KONTAN.CO.ID - WASHINGTON. Presiden Amerika Serikat Donald Trump menolak memberikan batas waktu untuk merilis rencana AS terkait perdamaian antara Israel dan Palestina. Trump mengatakan kepada surat kabar Israel, dirinya tidak yakin kedua belah pihak berkomitmen terhadap proses perdamaian tersebut.

"Kami akan melihat apa yang terjadi," kata Trump kepada Israel Hayom dalam sebuah wawancara yang dirilis pada Minggu (11/2).

Dia menambahkan, "Saat ini, saya akan mengatakan bahwa warga Palestina tidak ingin berdamai, mereka tidak ingin berdamai, dan saya juga belum yakin bahwa Israel ingin berdamai. Jadi kita lihat saja apa yang terjadi."


Dalam pertikaian Palestina-Israel, Amerika Serikat berperan sebagai perantara. Namun belakangan, peran AS telah mendapat kecaman menyusul keputusan pemerintahan Trump untuk mengakui Yerusalem sebagai ibu kota Israel pada Desember lalu.

Pejabat tinggi Palestina mengutuk kebijakan tersebut, dengan mengatakan pihaknya langsung mendiskualifikasi AS untuk perannya sebagai mediator. Perserikatan Bangsa-Bangsa juga  mengutuk keputusan tersebut.

Dalam kesempatan yang sama, Trump juga ditanyai tentang pernyataannya pada World Economic Forum di Davos bahwa "Jerusalem tidak dibahas" dalam hal negosiasi.
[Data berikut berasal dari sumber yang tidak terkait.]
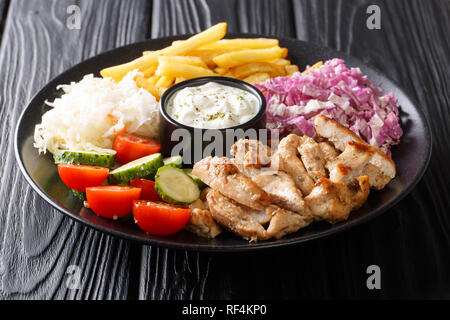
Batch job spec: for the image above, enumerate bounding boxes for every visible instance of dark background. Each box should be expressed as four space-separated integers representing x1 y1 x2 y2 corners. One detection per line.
0 0 449 299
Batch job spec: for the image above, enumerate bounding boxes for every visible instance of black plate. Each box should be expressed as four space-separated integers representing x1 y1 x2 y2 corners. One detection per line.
14 34 432 251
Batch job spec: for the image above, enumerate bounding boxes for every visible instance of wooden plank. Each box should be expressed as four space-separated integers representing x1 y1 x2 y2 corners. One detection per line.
140 0 297 300
0 0 151 299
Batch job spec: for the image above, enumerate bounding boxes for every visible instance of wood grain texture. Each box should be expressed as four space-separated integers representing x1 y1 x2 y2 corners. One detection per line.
0 0 150 299
293 0 450 299
139 0 298 300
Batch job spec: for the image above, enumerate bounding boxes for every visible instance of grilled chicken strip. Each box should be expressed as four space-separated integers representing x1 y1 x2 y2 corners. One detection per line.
251 171 307 213
349 176 370 210
298 136 327 181
327 141 395 189
267 207 313 240
192 156 271 210
271 134 315 196
304 178 352 223
206 189 269 242
185 199 222 238
314 115 365 151
319 141 339 163
230 139 271 168
230 146 307 214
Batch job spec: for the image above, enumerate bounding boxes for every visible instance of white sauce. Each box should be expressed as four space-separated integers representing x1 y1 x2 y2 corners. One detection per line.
166 82 260 129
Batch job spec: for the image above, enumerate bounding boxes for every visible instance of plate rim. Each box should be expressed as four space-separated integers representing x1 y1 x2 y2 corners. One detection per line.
14 34 433 252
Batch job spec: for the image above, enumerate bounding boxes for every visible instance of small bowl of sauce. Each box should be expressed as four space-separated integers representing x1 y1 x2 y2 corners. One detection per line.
159 76 266 165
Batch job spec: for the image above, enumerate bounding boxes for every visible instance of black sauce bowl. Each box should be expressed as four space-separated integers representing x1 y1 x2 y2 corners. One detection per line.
159 76 266 167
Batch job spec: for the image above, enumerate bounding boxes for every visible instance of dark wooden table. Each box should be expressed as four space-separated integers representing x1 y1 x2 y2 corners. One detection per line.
0 0 449 300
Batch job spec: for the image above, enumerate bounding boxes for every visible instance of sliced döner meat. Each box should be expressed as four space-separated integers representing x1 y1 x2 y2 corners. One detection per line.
314 115 365 151
251 171 307 213
361 164 393 190
297 136 327 181
271 134 315 196
230 139 271 168
304 178 352 223
206 189 268 242
189 198 207 210
266 207 313 240
230 158 261 178
314 115 395 189
327 141 395 189
186 199 222 238
192 156 271 210
231 147 307 214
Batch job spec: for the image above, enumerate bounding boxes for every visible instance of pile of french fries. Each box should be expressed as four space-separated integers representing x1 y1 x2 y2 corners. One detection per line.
100 22 300 100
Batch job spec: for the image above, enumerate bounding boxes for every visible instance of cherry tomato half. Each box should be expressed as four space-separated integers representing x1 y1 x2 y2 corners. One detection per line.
132 201 191 236
130 178 162 201
113 134 161 164
86 186 141 219
57 164 109 192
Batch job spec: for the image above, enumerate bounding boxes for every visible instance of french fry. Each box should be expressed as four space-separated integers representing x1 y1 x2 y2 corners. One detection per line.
303 61 323 74
213 47 283 68
188 47 245 68
243 72 270 84
157 56 208 69
231 62 286 79
149 23 227 56
199 38 279 50
222 70 234 77
101 22 301 98
156 61 215 79
285 64 300 75
170 37 275 51
171 40 184 46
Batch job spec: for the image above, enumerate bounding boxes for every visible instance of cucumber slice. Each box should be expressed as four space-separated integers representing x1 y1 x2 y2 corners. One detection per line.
183 168 207 190
163 155 183 168
108 153 163 184
54 149 115 168
155 166 200 204
71 189 86 201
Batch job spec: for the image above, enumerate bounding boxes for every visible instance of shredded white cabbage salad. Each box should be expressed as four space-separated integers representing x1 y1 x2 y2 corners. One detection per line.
34 71 160 154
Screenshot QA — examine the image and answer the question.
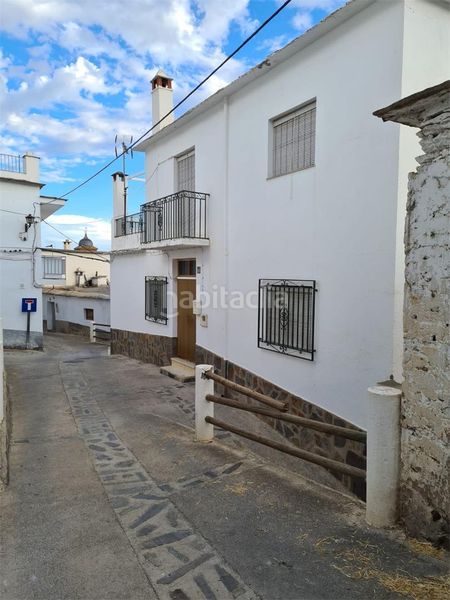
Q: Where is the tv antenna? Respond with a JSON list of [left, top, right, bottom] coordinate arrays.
[[114, 134, 134, 216]]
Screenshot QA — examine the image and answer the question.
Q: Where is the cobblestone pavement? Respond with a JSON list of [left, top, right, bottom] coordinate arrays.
[[60, 360, 257, 600], [1, 333, 448, 600]]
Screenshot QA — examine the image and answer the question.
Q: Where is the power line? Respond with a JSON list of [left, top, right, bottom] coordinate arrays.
[[41, 220, 109, 261], [43, 0, 293, 204], [38, 247, 110, 263]]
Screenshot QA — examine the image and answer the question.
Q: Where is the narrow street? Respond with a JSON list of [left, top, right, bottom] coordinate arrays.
[[0, 334, 447, 600]]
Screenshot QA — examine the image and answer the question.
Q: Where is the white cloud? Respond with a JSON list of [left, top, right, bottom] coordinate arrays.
[[292, 11, 313, 32], [43, 214, 111, 250], [0, 0, 256, 165]]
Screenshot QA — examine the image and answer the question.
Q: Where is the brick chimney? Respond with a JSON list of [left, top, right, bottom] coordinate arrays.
[[63, 239, 71, 250], [151, 69, 174, 133]]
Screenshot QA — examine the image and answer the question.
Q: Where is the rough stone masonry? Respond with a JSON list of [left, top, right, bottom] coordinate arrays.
[[375, 81, 450, 547]]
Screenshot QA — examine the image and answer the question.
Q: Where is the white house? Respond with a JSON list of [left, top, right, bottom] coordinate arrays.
[[110, 0, 449, 486], [42, 232, 110, 336], [42, 235, 110, 288], [0, 152, 65, 348], [43, 287, 110, 337]]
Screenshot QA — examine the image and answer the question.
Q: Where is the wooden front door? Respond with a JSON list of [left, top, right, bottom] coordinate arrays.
[[177, 277, 196, 362]]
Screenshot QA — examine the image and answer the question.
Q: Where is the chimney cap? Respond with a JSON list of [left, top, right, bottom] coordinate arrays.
[[151, 68, 173, 82]]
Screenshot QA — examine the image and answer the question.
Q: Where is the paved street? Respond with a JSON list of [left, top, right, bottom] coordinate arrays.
[[1, 333, 448, 600]]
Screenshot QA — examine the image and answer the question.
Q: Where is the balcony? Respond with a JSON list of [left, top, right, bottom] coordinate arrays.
[[140, 190, 209, 249], [114, 213, 143, 237], [0, 153, 25, 174]]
"Saya ingin menjelaskan bahwa Yerusalem adalah ibu kota Israel. Sedangkan untuk batas-batas tertentu, saya akan mendukung apa yang disepakati kedua belah pihak. Saya pikir kedua belah pihak harus membuat kompromi keras untuk mencapai kesepakatan damai," jawab Trump.

Sementara, saat ditanyakan soal permukiman, Trump menyebut masalah tersebut merupakan sesuatu yang sangat sulit dan rumit dalam menciptakan perdamaian. Pernyataan tersebut tampaknya mencerminkan sikap yang lebih keras dibanding pernyataan pemerintah AS dalam beberapa bulan terakhir, dan sangat mirip dengan posisi pemerintahan sebelumnya, yang cenderung menggambarkan permukiman sebagai "rintangan bagi perdamaian."

Koran "Israel Hayom" dimiliki oleh Sheldon Adelson, dan secara luas dipandang sangat mendukung Perdana Menteri Benjamin Netanyahu.